Saturday, April 20, 2013

Kaizen Was Here (Part 2 of 4)

Continuing to think about "The Medium is the Message"

(Wiki, modified)

A recent experience confirmed in my mind what the Communications Department has been saying for a long time:
"The Medium is the Message"
The way that information is presented has a strong effect on how we view it, feel about it, remember it, and use it.

So here is my question:

What message are we sending our students?

Who's important in this room?

"Save your drawings for art"!????? Heaven forbid a student expresses creativity outside of art class!

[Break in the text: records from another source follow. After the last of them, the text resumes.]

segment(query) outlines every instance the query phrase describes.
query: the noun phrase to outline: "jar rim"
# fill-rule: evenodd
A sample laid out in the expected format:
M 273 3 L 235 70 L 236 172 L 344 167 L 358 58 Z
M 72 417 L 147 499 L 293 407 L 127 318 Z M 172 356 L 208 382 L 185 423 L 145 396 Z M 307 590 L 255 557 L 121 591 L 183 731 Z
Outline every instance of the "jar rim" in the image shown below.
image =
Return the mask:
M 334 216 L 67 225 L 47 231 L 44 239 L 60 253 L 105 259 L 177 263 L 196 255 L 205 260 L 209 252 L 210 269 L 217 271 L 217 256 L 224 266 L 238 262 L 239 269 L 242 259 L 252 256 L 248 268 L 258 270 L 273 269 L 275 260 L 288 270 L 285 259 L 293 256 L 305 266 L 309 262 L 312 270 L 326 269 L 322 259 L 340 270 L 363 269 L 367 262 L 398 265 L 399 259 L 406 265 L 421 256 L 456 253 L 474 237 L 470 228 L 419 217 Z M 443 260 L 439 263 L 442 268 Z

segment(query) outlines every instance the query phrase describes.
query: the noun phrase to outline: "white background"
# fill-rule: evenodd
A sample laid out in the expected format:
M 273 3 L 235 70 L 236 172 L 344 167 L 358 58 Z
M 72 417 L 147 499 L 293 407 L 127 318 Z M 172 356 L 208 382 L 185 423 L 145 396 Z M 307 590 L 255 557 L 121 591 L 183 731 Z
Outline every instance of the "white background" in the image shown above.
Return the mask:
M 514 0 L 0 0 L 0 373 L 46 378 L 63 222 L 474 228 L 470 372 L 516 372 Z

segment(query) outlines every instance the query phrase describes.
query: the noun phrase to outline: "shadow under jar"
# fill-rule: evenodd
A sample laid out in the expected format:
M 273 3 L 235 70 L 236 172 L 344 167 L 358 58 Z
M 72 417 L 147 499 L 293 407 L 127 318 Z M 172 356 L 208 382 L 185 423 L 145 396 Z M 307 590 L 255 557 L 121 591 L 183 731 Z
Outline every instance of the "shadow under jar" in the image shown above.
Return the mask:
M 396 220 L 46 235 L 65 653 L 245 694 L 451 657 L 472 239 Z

Nick, thanks for the beautiful image: "I'm a robot." I'm reminded of Ted Nelson:

"Material is dumped on the students and their responses calibrated; their interaction and involvements with the material is not encouraged nor taken into consideration, but their dutifulness of response is carefully monitored."
No More Teachers' Dirty Looks
Theodor Nelson, 1974


How well does this represent what you've learned about <insert any subject here>? What level of engagement was required to prepare for this type of exam?

These all-too-familiar images are a result of choosing the "easy solutions" to a problem that has plagued education throughout human history: "How do we scale this? How do we teach 50 people to be <insert a field here> with one teacher?"  Rigid classrooms built around the "Sage on the Stage", multiple-choice exams, and Scantrons are VERY convenient for the teacher/administration, not so great for the learner.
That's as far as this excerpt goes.